Il y en a une, énorme même, enfin si l’on croit que le Système est un gros verrou qui ne s’ouvre avec une seule clef. Moi, je ne crois pas au grand complot ou la grande cause unique ; je ne crois donc pas plus à une solution monolithique et miraculeuse. L’intérêt de l’équipe éditoriale de Voxnr est justement son aspect trans-courant et trans-clivage. On y trouve des textes du monde entier et de tous les bords politiques.
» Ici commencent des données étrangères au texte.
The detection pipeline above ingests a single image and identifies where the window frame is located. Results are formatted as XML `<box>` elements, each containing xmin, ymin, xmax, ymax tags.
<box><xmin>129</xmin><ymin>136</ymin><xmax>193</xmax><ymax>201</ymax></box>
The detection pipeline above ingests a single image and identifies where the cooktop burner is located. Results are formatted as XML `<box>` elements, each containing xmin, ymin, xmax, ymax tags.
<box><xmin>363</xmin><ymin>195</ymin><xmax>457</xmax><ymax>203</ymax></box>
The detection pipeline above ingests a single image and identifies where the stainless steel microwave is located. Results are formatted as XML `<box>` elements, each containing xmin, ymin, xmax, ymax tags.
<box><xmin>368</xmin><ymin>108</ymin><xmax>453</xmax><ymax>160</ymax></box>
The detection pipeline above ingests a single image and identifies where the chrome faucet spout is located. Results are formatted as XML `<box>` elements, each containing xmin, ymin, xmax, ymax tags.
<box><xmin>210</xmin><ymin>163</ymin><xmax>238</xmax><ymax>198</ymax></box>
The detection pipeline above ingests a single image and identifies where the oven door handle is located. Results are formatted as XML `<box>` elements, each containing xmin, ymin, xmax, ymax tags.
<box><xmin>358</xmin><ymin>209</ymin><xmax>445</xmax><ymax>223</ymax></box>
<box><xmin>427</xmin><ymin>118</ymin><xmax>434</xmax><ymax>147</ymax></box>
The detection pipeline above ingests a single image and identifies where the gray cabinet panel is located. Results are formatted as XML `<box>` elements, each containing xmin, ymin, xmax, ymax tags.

Marine le Pen est la fille d’un professionnel de la politique, dans l’excellent sens du terme. Elle s’inscrit donc dans une louable tradition familiale, mais en même temps elle est consciente que le Front National, s’il veut survivre, a besoin d’une sérieuse mise à jour. Simplement, ces solutions ne sont pas les miennes. Pas parce que j’aurais une analyse ou une hauteur de vue supérieure à la sienne, mais parce que je ne suis pas du monde de Marine Le Pen. Elle fait de la politique par le haut, je milite en bas ; et le poser franchement n’a rien d’insultant, pour personne. Je suis persuadé que le monde politicien n’a plus de légitimité et ne bénéficie que d’un pouvoir secondaire face aux décideurs économiques. Bolloré n’est pas l’ami de Sarko, c’est le président de la République qui est un obligé de la « bollocratie »… Je reconnais par contre à la benjamine Le Pen le louable effort d’aller vers les usines en crise, et ce malgré l’hostilité des syndicats. J’en ai trop vu (dans tous les extrêmes) qui parlaient de socialisme sans jamais avoir rien connu ou rien vu du travail…
Je tiens en guise de conclusion à saluer Héry du MDI, dont le travail et la solidarité ont permis de concrétiser cette branche européenne. Pour finir un salut respectueux aux « maîtres des lieux » : Christian Bouchet et Gilbert Damiani, dont la patience (à mon égard) n’a pas été la moindre qualité.